Tegucigalpa, 23 janvier (Prensa Latina) Le Congrès national du Honduras a nommé aujourd’hui deux présidents lors de cérémonies séparées, événements déclenchant une crise politique à quatre jours de l’entrée en fonction de la mandataire élue Xiomara Castro, avertissent des analystes. 

Selon le communicateur suédois Dick Emanuelsson, la « version 2022 des putschistes » a même amené le député Jorge Cálix, expulsé des rangs du Parti Liberté et Refondation (Libre) de Xiomara Castro, dans un hélicoptère pour son intronisation comme président de l’organe législatif.

Selon lui, les citoyens ont de l’expérience dans la lutte contre les « bradeurs de patries » et a signalé que l’ambassade des États-Unis à Tegucigalpa a demandé par un communiqué au militantisme de Libre d’éviter le recours à la violence.

« Ce roman ne fait que commencer et le peuple, comme toujours, a le dernier mot », a-t-il estimé.

Depuis le club Bosques de Zambrano dans cette capitale, 18 députés de l’organisation de gauche, qualifiés de traîtres et de dissidents, et des organisations politiques de droite, dont le Parti national et le Parti libéral, ont reconnu Cálix comme président Congrès national.

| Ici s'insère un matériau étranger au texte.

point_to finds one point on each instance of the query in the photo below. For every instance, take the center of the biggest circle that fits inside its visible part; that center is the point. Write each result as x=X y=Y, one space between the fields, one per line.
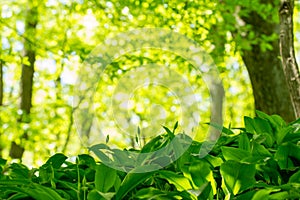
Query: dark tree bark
x=17 y=150
x=287 y=53
x=270 y=88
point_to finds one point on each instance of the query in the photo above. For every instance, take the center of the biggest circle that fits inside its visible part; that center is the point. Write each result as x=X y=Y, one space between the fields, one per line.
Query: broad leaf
x=237 y=176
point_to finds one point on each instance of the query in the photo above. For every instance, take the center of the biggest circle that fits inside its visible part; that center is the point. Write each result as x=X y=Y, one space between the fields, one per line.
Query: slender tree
x=271 y=88
x=287 y=53
x=29 y=58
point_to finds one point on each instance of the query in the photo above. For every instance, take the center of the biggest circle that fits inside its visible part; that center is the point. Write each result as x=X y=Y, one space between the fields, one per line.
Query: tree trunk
x=270 y=89
x=287 y=53
x=17 y=150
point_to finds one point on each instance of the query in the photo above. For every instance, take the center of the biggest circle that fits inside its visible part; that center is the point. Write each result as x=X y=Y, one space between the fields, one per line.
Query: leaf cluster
x=261 y=162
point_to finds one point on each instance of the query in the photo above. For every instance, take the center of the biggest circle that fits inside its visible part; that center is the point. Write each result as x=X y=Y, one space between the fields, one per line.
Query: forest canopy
x=45 y=46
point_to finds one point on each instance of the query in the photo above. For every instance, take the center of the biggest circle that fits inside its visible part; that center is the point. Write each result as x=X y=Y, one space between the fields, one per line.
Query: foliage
x=260 y=162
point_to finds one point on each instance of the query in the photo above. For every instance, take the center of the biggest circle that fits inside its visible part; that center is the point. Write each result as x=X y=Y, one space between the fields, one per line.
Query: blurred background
x=45 y=42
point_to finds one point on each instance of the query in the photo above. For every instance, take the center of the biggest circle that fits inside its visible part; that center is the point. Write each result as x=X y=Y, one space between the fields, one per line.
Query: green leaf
x=130 y=181
x=170 y=133
x=201 y=173
x=262 y=194
x=259 y=150
x=237 y=176
x=85 y=159
x=56 y=160
x=231 y=153
x=282 y=157
x=295 y=178
x=206 y=193
x=96 y=195
x=104 y=178
x=249 y=125
x=244 y=142
x=180 y=182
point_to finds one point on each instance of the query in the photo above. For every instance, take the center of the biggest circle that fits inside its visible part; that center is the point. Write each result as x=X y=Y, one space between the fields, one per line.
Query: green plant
x=260 y=162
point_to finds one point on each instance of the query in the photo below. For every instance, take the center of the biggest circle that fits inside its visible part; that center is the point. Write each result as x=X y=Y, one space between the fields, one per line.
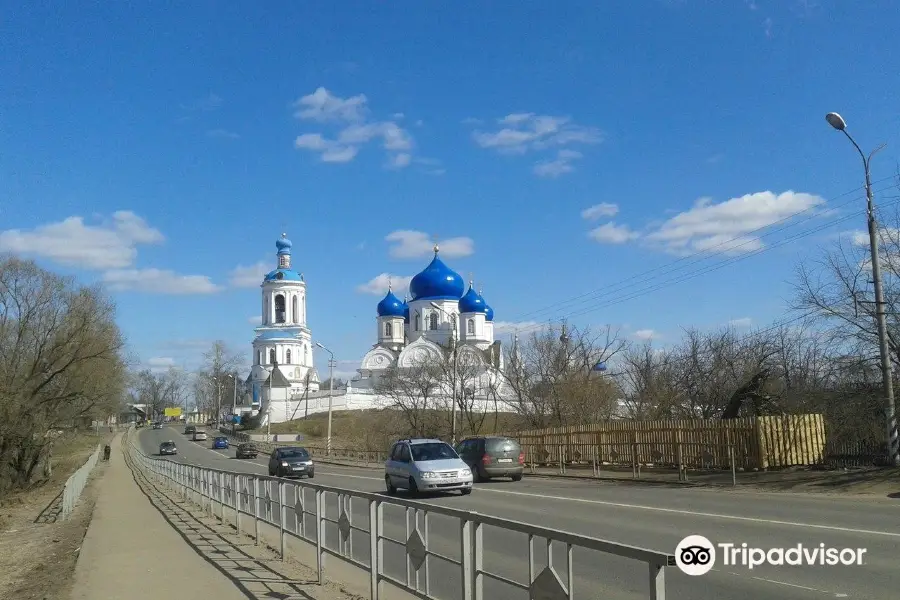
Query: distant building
x=282 y=362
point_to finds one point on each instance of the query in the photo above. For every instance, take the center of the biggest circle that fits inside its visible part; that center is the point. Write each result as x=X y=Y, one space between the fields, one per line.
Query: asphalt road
x=650 y=517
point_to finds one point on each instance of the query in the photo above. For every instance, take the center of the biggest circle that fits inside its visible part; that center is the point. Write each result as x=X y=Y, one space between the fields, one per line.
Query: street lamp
x=330 y=394
x=454 y=341
x=837 y=121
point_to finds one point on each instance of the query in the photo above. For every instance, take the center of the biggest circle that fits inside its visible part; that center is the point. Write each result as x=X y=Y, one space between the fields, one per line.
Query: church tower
x=282 y=347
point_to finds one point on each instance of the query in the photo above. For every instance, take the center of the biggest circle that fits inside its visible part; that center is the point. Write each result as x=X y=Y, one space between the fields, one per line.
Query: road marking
x=696 y=514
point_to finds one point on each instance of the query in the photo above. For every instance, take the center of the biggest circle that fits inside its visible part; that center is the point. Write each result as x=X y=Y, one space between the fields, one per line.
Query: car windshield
x=501 y=445
x=433 y=451
x=294 y=453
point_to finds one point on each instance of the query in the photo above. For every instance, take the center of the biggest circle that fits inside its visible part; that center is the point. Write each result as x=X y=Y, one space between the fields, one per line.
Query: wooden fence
x=749 y=443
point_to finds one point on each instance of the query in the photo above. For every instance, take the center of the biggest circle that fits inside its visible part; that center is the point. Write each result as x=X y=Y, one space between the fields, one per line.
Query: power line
x=676 y=280
x=699 y=256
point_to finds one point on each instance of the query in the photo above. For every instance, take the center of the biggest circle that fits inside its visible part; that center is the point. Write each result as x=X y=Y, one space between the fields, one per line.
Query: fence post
x=374 y=554
x=256 y=508
x=320 y=533
x=733 y=471
x=281 y=517
x=465 y=554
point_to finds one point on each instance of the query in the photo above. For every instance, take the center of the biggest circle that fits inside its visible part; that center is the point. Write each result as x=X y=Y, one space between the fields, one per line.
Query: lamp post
x=837 y=121
x=453 y=340
x=330 y=394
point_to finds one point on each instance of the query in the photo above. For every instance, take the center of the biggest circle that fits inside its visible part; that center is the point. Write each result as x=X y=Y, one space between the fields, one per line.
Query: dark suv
x=492 y=456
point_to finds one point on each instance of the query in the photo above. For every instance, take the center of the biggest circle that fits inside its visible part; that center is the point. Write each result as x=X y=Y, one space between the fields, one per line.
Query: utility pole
x=836 y=121
x=454 y=321
x=331 y=364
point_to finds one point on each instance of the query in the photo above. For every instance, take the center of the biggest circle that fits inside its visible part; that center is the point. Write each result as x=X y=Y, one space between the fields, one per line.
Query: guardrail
x=444 y=547
x=76 y=482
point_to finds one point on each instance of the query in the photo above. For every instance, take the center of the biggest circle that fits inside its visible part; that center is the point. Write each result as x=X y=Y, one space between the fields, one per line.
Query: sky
x=651 y=165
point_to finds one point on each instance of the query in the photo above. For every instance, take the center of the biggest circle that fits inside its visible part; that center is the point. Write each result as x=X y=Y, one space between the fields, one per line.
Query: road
x=650 y=517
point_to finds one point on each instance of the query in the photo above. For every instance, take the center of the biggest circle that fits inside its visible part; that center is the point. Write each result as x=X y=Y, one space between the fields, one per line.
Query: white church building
x=440 y=314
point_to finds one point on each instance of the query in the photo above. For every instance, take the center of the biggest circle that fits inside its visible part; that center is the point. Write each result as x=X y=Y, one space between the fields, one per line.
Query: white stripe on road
x=664 y=510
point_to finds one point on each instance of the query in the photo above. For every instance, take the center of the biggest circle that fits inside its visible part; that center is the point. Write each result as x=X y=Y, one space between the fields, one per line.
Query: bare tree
x=414 y=390
x=553 y=371
x=61 y=359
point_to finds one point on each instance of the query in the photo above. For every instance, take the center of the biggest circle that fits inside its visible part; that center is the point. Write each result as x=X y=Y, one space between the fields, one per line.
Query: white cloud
x=597 y=211
x=729 y=226
x=223 y=134
x=156 y=281
x=742 y=323
x=610 y=233
x=415 y=244
x=523 y=328
x=249 y=276
x=558 y=166
x=111 y=244
x=160 y=364
x=378 y=286
x=523 y=132
x=356 y=129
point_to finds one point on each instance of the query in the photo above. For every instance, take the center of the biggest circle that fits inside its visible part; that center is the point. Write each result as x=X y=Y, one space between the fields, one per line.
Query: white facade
x=283 y=369
x=438 y=318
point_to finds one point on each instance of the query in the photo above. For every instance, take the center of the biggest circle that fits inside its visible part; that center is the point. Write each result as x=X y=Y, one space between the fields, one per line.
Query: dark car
x=246 y=450
x=492 y=456
x=291 y=462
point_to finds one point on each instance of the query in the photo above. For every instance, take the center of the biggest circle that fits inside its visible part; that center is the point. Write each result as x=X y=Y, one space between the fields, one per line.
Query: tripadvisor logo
x=696 y=555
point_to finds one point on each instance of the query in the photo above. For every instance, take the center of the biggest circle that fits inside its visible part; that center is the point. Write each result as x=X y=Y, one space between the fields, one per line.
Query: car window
x=294 y=453
x=433 y=451
x=502 y=445
x=404 y=453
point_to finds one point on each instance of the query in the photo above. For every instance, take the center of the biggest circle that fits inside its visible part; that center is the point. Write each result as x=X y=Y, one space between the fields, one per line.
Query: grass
x=375 y=429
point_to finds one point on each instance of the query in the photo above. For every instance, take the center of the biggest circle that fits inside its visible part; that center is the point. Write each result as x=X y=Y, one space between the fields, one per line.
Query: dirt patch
x=38 y=552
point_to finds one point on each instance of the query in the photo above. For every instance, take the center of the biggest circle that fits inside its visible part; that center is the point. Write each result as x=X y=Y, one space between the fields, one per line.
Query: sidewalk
x=131 y=552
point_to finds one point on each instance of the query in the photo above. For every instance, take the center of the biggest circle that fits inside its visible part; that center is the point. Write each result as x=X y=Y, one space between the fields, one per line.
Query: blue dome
x=472 y=302
x=283 y=275
x=283 y=245
x=391 y=306
x=437 y=282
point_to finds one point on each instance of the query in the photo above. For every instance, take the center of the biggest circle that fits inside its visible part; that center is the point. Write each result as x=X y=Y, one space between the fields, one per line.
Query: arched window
x=279 y=308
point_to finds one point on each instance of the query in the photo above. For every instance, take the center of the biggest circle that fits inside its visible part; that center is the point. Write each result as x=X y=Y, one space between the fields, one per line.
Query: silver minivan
x=425 y=465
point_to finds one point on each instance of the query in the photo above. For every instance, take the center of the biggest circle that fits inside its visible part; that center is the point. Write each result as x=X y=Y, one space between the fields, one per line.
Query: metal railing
x=445 y=548
x=75 y=484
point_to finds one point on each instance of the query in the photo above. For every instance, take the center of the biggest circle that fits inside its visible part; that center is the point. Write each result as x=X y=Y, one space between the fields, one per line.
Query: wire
x=676 y=280
x=700 y=256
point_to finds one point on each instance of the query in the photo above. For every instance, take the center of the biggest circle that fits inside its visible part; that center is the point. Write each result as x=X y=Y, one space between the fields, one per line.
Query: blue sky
x=555 y=150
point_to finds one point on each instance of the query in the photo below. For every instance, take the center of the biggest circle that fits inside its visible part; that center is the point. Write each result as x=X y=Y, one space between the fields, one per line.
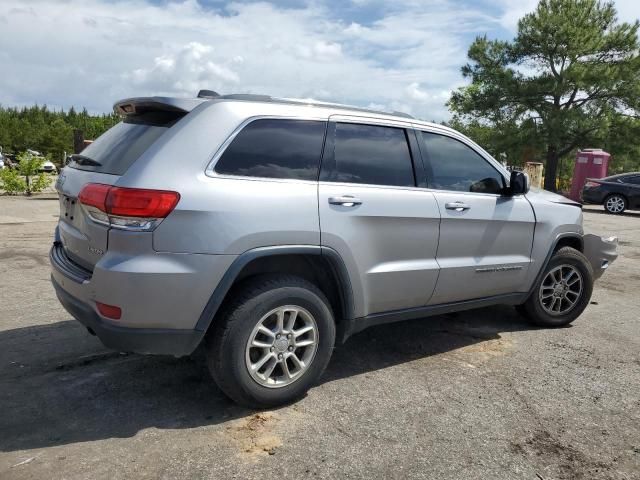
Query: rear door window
x=369 y=154
x=119 y=147
x=275 y=148
x=633 y=179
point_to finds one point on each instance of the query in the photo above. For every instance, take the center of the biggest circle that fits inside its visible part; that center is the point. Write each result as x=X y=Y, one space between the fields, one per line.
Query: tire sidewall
x=539 y=315
x=249 y=315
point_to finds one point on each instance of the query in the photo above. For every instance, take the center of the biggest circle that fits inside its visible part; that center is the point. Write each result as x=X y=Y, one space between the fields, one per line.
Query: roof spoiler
x=137 y=105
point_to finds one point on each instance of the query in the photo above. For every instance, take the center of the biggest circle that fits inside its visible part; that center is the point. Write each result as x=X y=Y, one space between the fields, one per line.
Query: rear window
x=275 y=148
x=119 y=147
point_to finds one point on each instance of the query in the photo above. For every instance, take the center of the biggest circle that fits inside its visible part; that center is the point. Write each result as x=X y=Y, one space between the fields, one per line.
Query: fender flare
x=552 y=249
x=230 y=276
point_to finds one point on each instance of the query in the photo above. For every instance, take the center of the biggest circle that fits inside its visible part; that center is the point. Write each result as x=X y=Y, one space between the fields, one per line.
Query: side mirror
x=519 y=183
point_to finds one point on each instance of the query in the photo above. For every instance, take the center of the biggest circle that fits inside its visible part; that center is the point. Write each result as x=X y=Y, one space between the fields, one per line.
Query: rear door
x=375 y=217
x=632 y=184
x=103 y=161
x=485 y=237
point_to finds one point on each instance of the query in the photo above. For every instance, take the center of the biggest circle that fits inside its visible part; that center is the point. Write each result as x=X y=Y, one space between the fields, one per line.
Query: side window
x=452 y=165
x=275 y=148
x=634 y=180
x=369 y=154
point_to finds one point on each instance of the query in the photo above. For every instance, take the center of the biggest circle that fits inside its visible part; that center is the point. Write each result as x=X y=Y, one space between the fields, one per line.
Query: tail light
x=127 y=208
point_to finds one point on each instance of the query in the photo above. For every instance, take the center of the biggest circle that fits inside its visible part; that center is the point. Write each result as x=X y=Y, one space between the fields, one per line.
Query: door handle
x=345 y=201
x=457 y=206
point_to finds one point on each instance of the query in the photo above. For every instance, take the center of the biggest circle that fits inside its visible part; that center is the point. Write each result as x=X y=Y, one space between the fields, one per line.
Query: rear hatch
x=104 y=161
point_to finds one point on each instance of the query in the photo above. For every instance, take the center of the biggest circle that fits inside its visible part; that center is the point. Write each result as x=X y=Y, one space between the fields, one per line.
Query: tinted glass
x=274 y=148
x=634 y=180
x=454 y=166
x=369 y=154
x=120 y=146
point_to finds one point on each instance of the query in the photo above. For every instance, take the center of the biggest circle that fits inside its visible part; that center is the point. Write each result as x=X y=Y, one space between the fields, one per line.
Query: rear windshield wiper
x=84 y=160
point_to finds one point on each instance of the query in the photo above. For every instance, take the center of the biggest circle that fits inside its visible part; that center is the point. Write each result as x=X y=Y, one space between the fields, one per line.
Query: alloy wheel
x=282 y=346
x=560 y=290
x=615 y=204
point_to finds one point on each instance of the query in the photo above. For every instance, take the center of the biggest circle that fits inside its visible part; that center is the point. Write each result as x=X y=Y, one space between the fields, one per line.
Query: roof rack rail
x=251 y=97
x=208 y=94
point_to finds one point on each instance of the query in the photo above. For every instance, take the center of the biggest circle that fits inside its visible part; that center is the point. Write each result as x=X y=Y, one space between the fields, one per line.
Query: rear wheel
x=563 y=291
x=273 y=341
x=615 y=204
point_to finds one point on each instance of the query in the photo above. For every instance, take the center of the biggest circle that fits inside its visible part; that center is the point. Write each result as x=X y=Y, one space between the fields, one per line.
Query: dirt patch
x=254 y=435
x=486 y=349
x=570 y=462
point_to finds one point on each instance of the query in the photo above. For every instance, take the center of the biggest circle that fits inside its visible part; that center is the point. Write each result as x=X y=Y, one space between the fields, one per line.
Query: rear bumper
x=600 y=251
x=124 y=339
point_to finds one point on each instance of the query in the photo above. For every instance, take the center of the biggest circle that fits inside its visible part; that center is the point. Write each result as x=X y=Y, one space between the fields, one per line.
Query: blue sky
x=395 y=55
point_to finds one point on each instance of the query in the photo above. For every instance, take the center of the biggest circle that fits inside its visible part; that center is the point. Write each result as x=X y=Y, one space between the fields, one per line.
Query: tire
x=565 y=266
x=615 y=204
x=260 y=301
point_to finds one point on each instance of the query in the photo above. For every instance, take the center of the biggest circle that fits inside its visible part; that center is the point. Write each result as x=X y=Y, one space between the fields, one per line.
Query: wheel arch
x=321 y=265
x=566 y=239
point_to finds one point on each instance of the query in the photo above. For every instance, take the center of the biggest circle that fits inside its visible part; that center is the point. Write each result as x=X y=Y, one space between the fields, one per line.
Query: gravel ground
x=480 y=394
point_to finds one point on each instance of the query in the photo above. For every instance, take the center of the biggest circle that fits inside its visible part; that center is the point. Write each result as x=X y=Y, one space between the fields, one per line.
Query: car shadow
x=60 y=385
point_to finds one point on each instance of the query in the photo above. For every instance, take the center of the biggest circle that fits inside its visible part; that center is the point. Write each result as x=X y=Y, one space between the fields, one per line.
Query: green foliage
x=568 y=80
x=41 y=182
x=49 y=132
x=11 y=181
x=29 y=166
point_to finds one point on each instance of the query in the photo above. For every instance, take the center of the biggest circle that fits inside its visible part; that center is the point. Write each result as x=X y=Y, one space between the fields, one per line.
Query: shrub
x=30 y=166
x=12 y=182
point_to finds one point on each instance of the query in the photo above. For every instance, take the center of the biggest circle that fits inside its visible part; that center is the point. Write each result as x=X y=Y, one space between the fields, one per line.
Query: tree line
x=48 y=131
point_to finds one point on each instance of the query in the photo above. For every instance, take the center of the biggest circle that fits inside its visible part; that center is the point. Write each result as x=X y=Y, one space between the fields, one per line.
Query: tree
x=572 y=69
x=29 y=167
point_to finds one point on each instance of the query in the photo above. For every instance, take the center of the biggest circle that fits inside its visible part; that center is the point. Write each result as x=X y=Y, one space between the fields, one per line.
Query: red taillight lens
x=94 y=195
x=136 y=202
x=109 y=311
x=129 y=202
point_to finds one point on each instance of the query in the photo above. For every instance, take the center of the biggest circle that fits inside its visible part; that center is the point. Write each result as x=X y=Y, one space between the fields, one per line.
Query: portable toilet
x=590 y=163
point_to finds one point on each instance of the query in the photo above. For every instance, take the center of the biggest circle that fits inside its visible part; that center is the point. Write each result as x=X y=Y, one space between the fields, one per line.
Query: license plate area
x=68 y=209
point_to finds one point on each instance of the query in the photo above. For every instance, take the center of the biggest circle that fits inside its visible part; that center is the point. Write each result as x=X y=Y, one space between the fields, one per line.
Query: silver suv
x=271 y=229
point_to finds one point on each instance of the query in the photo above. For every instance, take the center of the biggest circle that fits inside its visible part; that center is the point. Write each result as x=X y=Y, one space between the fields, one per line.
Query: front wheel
x=615 y=204
x=272 y=342
x=563 y=291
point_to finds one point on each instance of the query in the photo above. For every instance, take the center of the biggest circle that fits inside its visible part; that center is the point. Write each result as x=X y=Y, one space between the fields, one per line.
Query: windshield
x=118 y=148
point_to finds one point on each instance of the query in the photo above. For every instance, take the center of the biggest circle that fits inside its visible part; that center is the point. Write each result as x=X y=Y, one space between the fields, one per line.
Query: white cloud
x=93 y=52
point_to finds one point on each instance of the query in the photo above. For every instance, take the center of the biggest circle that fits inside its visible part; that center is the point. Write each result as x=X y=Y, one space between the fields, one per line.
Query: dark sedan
x=617 y=193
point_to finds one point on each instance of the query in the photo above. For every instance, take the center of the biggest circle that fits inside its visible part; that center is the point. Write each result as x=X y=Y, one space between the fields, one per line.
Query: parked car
x=48 y=167
x=617 y=192
x=10 y=161
x=287 y=226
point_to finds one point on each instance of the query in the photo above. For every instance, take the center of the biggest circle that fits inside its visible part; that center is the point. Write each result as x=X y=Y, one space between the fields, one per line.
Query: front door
x=374 y=216
x=485 y=237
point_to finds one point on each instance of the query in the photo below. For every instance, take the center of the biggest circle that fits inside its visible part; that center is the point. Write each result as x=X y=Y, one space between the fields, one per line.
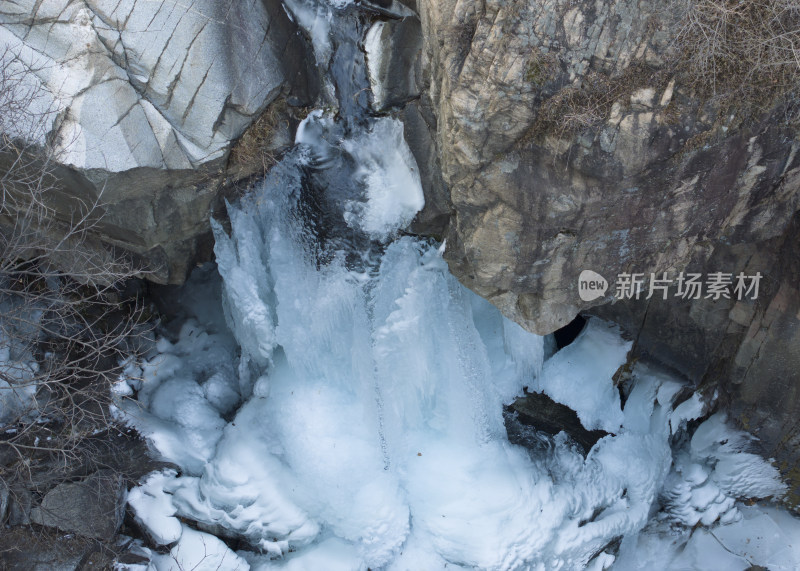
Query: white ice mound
x=374 y=433
x=389 y=173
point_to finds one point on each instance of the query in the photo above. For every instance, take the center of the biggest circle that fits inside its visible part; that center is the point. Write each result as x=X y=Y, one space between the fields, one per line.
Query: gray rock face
x=93 y=507
x=143 y=101
x=393 y=59
x=567 y=143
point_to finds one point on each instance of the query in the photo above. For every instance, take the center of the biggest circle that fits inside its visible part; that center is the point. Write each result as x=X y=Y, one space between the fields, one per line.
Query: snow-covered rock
x=143 y=100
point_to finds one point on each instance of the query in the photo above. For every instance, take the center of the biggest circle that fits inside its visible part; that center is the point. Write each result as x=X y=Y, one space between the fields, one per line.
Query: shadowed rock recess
x=569 y=141
x=551 y=136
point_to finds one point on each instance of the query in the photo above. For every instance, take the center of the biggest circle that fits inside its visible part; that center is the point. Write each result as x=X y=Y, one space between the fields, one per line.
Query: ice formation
x=368 y=422
x=349 y=411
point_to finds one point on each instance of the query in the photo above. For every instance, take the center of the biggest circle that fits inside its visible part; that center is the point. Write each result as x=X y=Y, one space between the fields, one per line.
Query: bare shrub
x=63 y=330
x=730 y=47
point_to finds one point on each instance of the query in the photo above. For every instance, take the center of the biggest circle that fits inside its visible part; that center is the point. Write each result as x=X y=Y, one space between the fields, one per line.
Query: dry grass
x=747 y=51
x=575 y=109
x=63 y=329
x=253 y=146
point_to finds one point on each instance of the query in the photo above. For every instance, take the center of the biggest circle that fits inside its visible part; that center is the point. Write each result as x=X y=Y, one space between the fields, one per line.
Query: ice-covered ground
x=352 y=418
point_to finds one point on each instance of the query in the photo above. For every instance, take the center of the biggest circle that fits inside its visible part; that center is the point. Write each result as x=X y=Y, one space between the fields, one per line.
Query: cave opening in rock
x=569 y=332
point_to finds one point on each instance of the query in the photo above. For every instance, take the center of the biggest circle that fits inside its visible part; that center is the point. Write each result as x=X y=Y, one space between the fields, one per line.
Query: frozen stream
x=336 y=401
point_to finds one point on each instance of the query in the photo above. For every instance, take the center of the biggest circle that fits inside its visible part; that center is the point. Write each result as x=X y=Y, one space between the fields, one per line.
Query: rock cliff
x=143 y=101
x=573 y=136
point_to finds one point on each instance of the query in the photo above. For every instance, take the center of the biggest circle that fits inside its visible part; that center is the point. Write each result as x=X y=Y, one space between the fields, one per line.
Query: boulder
x=571 y=138
x=92 y=507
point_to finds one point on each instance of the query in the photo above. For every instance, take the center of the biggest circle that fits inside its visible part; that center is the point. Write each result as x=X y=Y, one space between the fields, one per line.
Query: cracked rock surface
x=144 y=99
x=568 y=142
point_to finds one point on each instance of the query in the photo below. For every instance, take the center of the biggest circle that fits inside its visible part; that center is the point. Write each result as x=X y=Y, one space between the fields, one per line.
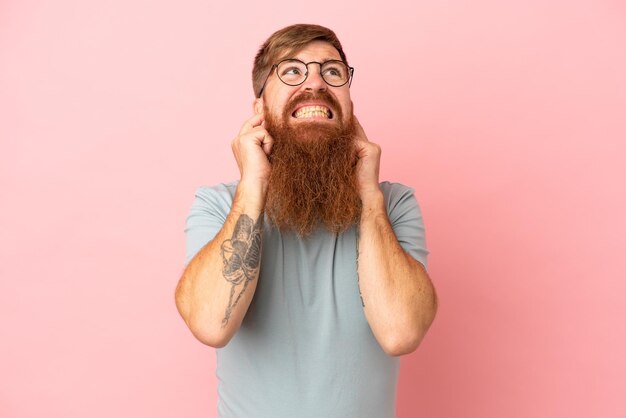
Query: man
x=307 y=275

Dans le même temps, les parlementaires soutenant l’accord signé entre la présidente élue Xiomara Castro et le Parti Salvador du Honduras (PSH), ont fait prêté serment à Luis Redondo au même poste que Cálix.

La crise politique a débuté vendredi dernier lors d’une session marquée par des insultes et des coups entre élus, comme l’ont montré les médias internationaux et locaux, lorsque Cálix a été élu à la tête de l’hémicycle en total manquement au pacte relatif à la présidence du Congrès national entre Libre et le PSH.